Klare Linie, zivilisationskritisch, offen fürs Gespräch: Erzbischof Zbignevs Stankevics. Foto: Thomas Brunnschweiler
Klare Linie, zivilisationskritisch, offen fürs Gespräch: Erzbischof Zbignevs Stankevics. Foto: Thomas Brunnschweiler

Wochenblatt: Ihre Exzellenz, mit rund 20 Prozent der Bevölkerung Lettlands stellen die Katholiken eine Minderheit dar. Wie halten Sie es mit der Ökumene?
Erzbischof Stankevics: Wir pflegen sehr gute Beziehungen zu allen Christen. Die Lutheraner sind unsere Freunde. Sie machen zahlenmässig die grösste Konfessionsgruppe aus. An Stelle drei stehen die Orthodoxen und Altorthodoxen. Danach folgen die Baptisten, Adventisten und Methodisten. Es gibt auch mehrere pfingstliche Freikirchen. Mit den 9000 Juden (ca. 4,7 Promille der Bevölkerung) haben wir gute Beziehungen. Mit einem gemeinsamen Brief an den Ministerpräsidenten und das Parlament konnten wir die Ratifizierung der ideologischen Istanbul-Konvention stoppen. Wir verfolgen das Konzept, die Familie zu stärken, befürworten aber auch ein neues Gesetz für den «Gemeinsamen Haushalt» («common household»), das für Lesben und Homosexuelle sowie andere Personen bestimmt ist.

Lettland grenzt im Osten an Russland und Belarus. Das Land ist strategisch wie politisch exponiert. Kann sich die Kirche bei den Problemen, die sich daraus ergeben, engagieren?
Bezüglich der Flüchtlinge ist zu sagen, dass wir weniger hatten als Litauen. Aber wie ich gerade lese (blickt aufs Handy), sind gerade heute 38 aus dem Irak Geflüchtete nach Lettland aufgebrochen. Die EU teilte uns ein Kontingent von 500 Flüchtlingen zu, aber wir hatten bisher nur 100. Und diese gingen alle nach Deutschland. Die Katholiken könnten sich um geflüchtete Brüder und Schwestern kümmern, doch die EU sieht darin eine Diskriminierung anderer Gruppen. Wir sind eine arme Kirche mit nur 150 Priestern. Wir haben keine Ressourcen für internationale Aktionen.

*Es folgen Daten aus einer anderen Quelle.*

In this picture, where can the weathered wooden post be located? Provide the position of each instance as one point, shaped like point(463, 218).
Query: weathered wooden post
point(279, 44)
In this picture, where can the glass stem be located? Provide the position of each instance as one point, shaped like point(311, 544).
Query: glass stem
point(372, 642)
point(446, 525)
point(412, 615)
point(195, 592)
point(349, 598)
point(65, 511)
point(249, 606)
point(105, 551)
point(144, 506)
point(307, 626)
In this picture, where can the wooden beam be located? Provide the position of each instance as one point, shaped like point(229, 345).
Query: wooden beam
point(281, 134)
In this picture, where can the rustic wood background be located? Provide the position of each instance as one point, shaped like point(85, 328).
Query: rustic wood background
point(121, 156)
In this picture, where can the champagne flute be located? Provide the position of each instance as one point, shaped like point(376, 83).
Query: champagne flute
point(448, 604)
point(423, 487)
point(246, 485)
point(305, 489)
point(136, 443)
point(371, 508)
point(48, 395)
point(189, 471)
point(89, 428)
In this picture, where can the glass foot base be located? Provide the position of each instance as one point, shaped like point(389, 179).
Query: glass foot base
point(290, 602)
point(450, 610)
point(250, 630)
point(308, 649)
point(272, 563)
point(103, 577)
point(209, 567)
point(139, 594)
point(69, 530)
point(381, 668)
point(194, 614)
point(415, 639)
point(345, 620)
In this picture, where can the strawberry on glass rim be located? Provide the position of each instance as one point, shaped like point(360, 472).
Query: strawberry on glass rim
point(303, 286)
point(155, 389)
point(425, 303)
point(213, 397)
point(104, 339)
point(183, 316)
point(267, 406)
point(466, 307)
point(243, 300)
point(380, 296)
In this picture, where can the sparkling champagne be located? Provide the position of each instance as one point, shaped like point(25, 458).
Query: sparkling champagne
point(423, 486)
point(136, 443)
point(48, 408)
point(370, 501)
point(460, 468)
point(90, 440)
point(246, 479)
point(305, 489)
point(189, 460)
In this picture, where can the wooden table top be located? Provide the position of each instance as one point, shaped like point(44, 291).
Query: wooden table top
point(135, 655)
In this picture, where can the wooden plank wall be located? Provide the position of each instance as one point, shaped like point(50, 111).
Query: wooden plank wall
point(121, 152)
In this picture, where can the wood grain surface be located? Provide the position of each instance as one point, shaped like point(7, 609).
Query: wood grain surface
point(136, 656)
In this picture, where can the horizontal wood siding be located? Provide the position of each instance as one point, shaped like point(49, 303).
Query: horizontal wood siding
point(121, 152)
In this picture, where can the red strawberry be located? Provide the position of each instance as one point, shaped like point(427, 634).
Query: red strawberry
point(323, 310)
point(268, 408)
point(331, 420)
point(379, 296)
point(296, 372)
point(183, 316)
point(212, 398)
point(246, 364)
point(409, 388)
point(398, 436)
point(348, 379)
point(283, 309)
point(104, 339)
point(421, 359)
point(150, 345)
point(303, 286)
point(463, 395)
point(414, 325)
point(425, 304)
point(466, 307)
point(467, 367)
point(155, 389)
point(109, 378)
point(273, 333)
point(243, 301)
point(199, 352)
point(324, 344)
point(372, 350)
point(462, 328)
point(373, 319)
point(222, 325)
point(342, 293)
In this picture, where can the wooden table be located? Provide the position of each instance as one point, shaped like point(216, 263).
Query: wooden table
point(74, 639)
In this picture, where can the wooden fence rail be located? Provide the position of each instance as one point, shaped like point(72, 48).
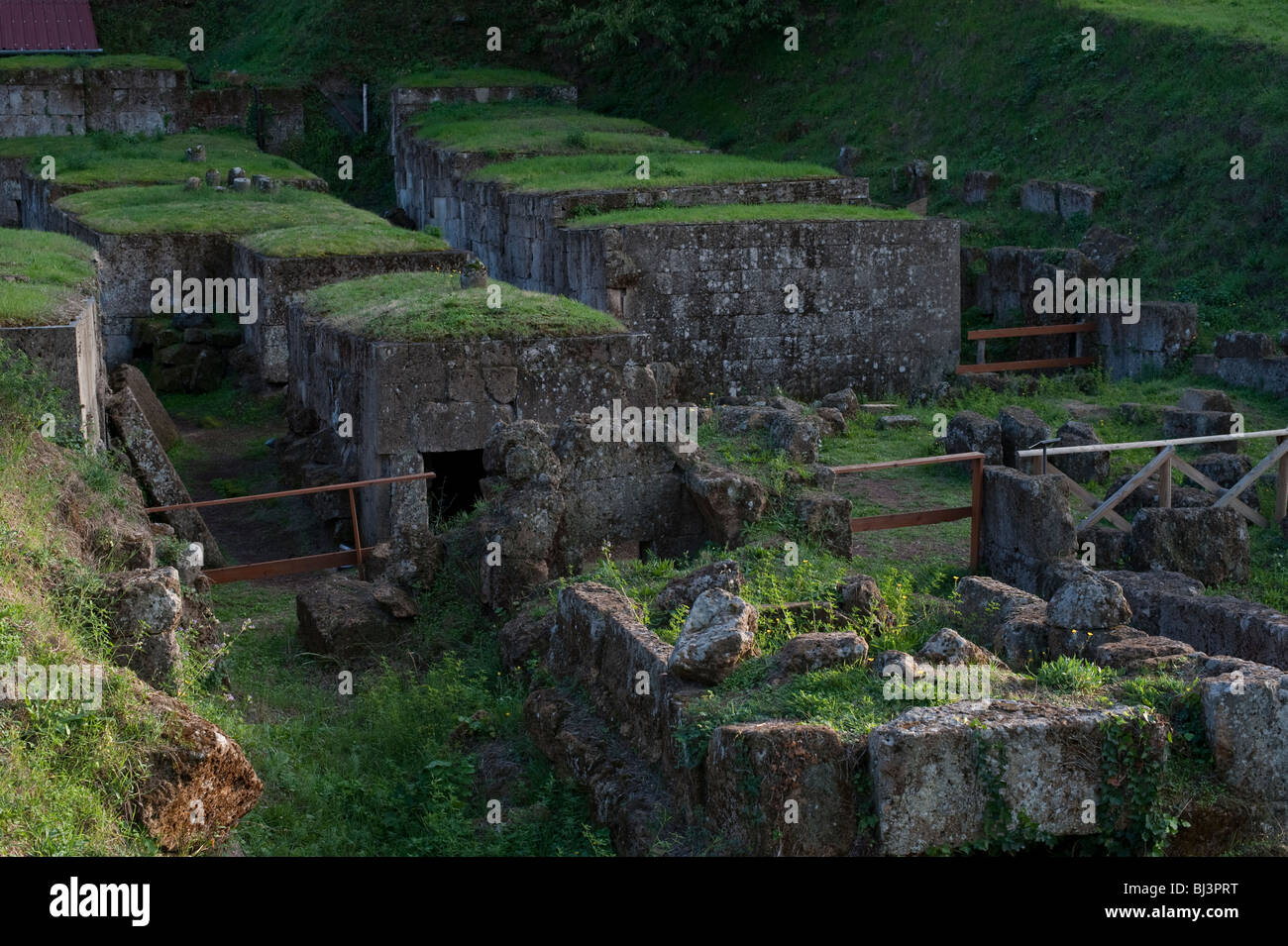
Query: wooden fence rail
point(898, 520)
point(1162, 465)
point(304, 563)
point(982, 335)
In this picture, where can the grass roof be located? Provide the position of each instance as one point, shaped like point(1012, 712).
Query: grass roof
point(726, 213)
point(617, 171)
point(511, 128)
point(43, 277)
point(477, 78)
point(432, 306)
point(102, 158)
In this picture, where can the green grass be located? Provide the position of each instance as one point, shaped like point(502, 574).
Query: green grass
point(390, 769)
point(375, 236)
point(729, 213)
point(616, 171)
point(138, 60)
point(1176, 86)
point(101, 158)
point(426, 306)
point(478, 77)
point(168, 209)
point(510, 128)
point(44, 277)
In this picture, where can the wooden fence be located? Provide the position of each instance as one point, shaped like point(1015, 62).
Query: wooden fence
point(1162, 465)
point(304, 563)
point(898, 520)
point(982, 335)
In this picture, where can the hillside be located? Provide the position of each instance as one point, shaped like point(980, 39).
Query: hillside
point(990, 84)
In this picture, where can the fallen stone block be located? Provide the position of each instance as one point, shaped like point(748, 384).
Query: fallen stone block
point(973, 433)
point(780, 789)
point(719, 632)
point(342, 617)
point(1089, 602)
point(629, 798)
point(1245, 716)
point(1020, 430)
point(198, 784)
point(1211, 545)
point(146, 607)
point(1106, 249)
point(825, 519)
point(1081, 468)
point(1205, 399)
point(725, 498)
point(815, 652)
point(162, 426)
point(1026, 524)
point(935, 771)
point(949, 648)
point(684, 591)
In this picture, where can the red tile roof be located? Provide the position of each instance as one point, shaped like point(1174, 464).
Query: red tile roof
point(47, 26)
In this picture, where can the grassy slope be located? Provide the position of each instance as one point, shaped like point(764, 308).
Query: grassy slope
point(722, 213)
point(65, 775)
point(101, 158)
point(43, 275)
point(421, 306)
point(125, 60)
point(281, 223)
point(605, 171)
point(1153, 116)
point(506, 128)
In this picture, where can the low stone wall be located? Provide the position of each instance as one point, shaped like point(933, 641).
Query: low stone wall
point(1026, 527)
point(11, 190)
point(137, 100)
point(72, 356)
point(231, 108)
point(1248, 360)
point(879, 300)
point(1173, 605)
point(279, 277)
point(408, 399)
point(75, 100)
point(407, 102)
point(129, 263)
point(1163, 336)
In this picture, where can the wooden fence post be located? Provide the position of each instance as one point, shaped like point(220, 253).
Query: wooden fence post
point(1282, 485)
point(977, 508)
point(1164, 481)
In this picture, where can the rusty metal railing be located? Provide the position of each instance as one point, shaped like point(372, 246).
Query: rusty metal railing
point(303, 563)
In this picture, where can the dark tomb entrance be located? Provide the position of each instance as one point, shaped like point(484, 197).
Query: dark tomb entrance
point(455, 486)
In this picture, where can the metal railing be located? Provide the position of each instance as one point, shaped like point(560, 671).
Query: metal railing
point(304, 563)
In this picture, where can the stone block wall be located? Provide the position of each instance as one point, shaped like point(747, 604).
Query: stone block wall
point(72, 357)
point(231, 107)
point(1164, 334)
point(43, 102)
point(408, 399)
point(75, 100)
point(279, 277)
point(879, 300)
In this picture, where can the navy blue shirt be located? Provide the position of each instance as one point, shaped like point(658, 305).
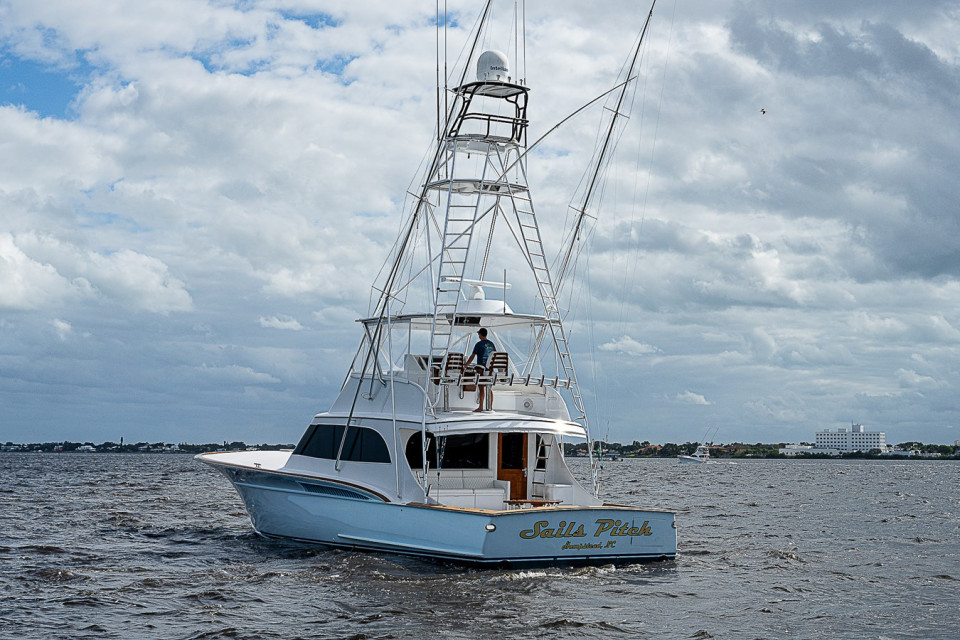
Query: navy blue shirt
point(482, 351)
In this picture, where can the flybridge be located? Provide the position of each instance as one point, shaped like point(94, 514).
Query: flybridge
point(427, 451)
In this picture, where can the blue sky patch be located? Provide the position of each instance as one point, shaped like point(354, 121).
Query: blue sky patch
point(313, 20)
point(46, 90)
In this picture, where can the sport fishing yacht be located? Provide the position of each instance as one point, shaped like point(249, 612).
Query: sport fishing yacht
point(406, 460)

In Ihrem Wappen sind die goldene Taube als Symbol für den Heiligen Geist und das Monogramm für Terra Mariana – Marienland – zu sehen. Wie ist das zu verstehen?
Papst Innozenz III. verlieh Lettland und Estland den Titel «Terra Mariana» und stellte das Gebiet unter den ausdrücklichen Schutz Mariens. Ich möchte das transformieren in ein Opfer für Gott. Das Ziel ist die geistliche Wiedergeburt Lettlands. Die europäische Zivilisation ist im Stadium der Dekadenz. Dazu gehört die Zerstörung der Familie und der Identität von Mann und Frau. Mann und Frau sind gleichwertig, aber die Frau hat eine andere Mission. Es sollte um Kooperation und nicht um Konkurrenz gehen. Erste Priorität hat die Menschenwürde, auch für Ungeborene. Es geht um eine Ökologie des Herzens und des menschlichen Lebens. Wir lieben Europa, aber ich sehe auch totalitäre Tendenzen. Nach der Nazi- und kommunistischen Diktatur kann sich rasch eine dritte totalitäre ideologische Herrschaft bilden, die wir verhindern müssen.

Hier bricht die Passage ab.